This is the codebase for the PGxMine project that uses text-mining to identify papers for curation into PharmGKB. It is a Python3 project that makes use of the Kindred relation classifier along with the BioText project to manage the download of PubMed/PMC and alignment with PubTator.
The data can be viewed through the Shiny app. It can be downloaded as TSV files at Zenodo.
To run a local instance of the PGxmine viewer, the R Shiny code can be found in shiny/ and installation instructions are found there too.
This project depends on Kindred, scispacy and snakemake.

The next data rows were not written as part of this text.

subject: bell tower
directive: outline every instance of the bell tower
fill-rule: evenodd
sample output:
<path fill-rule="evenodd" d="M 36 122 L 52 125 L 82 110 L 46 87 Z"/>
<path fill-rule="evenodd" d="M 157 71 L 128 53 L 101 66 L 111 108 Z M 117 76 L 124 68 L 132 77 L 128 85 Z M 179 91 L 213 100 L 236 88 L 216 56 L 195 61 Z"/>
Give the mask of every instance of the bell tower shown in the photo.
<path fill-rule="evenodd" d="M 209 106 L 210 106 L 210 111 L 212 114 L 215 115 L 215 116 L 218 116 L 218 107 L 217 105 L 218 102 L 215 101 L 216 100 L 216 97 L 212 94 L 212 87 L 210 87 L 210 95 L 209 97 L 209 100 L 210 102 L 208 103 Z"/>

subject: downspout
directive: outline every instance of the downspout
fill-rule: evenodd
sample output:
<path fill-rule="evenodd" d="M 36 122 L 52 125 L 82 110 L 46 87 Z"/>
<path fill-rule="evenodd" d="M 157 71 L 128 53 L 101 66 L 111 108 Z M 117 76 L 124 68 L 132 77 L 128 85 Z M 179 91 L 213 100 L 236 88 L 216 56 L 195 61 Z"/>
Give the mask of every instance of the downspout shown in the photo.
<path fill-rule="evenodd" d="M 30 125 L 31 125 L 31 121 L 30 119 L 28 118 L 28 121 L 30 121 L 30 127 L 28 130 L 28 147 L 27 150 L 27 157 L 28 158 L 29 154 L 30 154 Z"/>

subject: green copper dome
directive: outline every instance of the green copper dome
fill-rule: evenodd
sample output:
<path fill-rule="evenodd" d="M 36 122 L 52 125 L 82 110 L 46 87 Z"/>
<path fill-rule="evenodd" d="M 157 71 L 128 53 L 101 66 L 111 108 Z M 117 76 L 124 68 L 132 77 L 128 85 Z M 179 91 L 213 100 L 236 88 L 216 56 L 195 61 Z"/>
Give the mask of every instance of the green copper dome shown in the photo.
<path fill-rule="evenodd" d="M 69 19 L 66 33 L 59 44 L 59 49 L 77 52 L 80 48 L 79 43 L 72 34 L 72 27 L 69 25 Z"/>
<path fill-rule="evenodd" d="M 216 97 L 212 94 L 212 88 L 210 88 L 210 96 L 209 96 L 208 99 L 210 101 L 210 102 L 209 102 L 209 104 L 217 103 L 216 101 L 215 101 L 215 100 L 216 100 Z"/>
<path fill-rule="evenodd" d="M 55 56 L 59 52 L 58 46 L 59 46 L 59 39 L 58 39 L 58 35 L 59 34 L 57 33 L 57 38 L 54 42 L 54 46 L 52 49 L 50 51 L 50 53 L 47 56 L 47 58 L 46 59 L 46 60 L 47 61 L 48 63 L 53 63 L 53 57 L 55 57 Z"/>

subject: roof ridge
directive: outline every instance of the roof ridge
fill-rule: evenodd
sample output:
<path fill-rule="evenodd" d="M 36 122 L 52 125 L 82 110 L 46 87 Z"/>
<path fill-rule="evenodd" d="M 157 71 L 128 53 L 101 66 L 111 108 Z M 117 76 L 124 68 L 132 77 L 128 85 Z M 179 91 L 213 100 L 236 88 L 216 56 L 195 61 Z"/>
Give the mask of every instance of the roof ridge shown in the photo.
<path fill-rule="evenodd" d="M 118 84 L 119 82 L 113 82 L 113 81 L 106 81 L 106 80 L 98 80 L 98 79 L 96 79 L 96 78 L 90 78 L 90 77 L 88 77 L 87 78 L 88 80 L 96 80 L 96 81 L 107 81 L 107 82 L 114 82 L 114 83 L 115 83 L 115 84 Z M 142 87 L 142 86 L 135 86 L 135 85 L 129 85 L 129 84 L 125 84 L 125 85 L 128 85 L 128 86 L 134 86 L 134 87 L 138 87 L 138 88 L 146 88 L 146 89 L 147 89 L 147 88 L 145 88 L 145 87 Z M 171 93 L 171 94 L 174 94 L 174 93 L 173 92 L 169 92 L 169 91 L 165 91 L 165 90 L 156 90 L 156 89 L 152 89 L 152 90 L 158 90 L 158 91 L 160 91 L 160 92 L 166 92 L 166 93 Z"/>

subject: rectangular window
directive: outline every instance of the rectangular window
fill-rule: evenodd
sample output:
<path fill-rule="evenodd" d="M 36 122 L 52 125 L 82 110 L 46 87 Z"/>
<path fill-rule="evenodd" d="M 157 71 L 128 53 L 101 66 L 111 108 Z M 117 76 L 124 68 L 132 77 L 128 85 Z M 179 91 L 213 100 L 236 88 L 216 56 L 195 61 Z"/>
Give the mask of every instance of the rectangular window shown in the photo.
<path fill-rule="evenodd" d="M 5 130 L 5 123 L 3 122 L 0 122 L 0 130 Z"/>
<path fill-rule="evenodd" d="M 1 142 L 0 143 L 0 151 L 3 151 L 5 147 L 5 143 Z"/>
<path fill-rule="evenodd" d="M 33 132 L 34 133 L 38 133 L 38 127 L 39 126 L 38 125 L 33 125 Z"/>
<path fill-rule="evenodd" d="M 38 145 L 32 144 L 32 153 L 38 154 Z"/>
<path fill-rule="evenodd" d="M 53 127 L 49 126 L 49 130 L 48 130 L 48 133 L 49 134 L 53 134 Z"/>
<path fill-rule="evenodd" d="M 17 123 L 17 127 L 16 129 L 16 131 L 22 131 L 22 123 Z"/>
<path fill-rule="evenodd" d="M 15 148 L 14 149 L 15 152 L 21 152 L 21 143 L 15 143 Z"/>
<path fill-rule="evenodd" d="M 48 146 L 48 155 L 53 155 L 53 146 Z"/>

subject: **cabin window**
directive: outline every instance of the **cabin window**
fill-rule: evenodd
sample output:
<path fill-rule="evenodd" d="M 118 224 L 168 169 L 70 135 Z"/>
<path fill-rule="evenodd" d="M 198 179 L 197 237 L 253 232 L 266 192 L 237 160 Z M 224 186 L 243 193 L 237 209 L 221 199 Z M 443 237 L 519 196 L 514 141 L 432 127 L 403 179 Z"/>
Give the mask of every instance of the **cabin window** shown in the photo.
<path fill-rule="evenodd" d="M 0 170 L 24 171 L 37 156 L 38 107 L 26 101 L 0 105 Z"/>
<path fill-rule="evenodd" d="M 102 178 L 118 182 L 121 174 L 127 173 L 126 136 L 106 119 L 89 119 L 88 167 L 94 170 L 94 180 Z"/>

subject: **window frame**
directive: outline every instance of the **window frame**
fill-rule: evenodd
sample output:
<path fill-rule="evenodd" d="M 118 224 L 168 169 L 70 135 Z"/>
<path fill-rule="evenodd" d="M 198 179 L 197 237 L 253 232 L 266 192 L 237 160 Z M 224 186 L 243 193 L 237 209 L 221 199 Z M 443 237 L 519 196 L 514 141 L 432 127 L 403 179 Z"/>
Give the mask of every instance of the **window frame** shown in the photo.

They can be installed by:
pip install -r requirements.txt
This project uses a variety of data sources.
A few need to be downloaded as below, apart from DrugBank which needs to be download manually.
- MeSH (only needed to update the drug list)
- DrugBank (download manually as account is required and name it drugbank.xml)
- PharmGKB (used for constructing the drug list and comparisons)
The prepareData.sh script downloads some of the data dependencies and runs some preprocessing to extract necessary data (such as gene name mappings). The commands that it runs are detailed below.
year=`date +"%Y"`
# Download MeSH, dbSNP, Entrez Gene metadata and pharmGKB drug info
sh downloadDataDependencies.sh
# Extract the gene names associated with rsIDs from dbSNP
python linkRSIDToGeneName.py --dbsnp <(zcat data/GCF_000001405.*.gz) --pubtator <(zcat data/bioconcepts2pubtatorcentral.gz) --outFile data/dbsnp_selected.tsv
# Create the drug list with mappings from MeSH IDs to PharmGKB IDs (with some filtering using DrugBank categories)
python createDrugList.py --meshC data/c$year.bin --meshD data/d$year.bin --drugbank drugbank.xml --pharmgkb data/drugs.tsv --outFile data/selected_chemicals.json
# Extract a mapping from Entrez Gene ID to name
zgrep -P "^9606\t" data/gene_info.gz | cut -f 2,3,10 -d $'\t' > data/gene_names.tsv
# Unzip the annotated training data of pharmacogenomics relations
gunzip -c annotations.variant_other.bioc.xml.gz > data/annotations.variant_other.bioc.xml
gunzip -c annotations.variant_star_rs.bioc.xml.gz > data/annotations.variant_star_rs.bioc.xml
There is an example input file in the test_data directory which contains an PubMed abstract in BioC format. The run_example.sh script does a full run extracting chemical/variant associations and is shown below with comments. The final output is three files: mini_unfiltered.tsv, mini_collated.tsv, mini_sentences.tsv. This is equivalent to the test run with snakemake shown below.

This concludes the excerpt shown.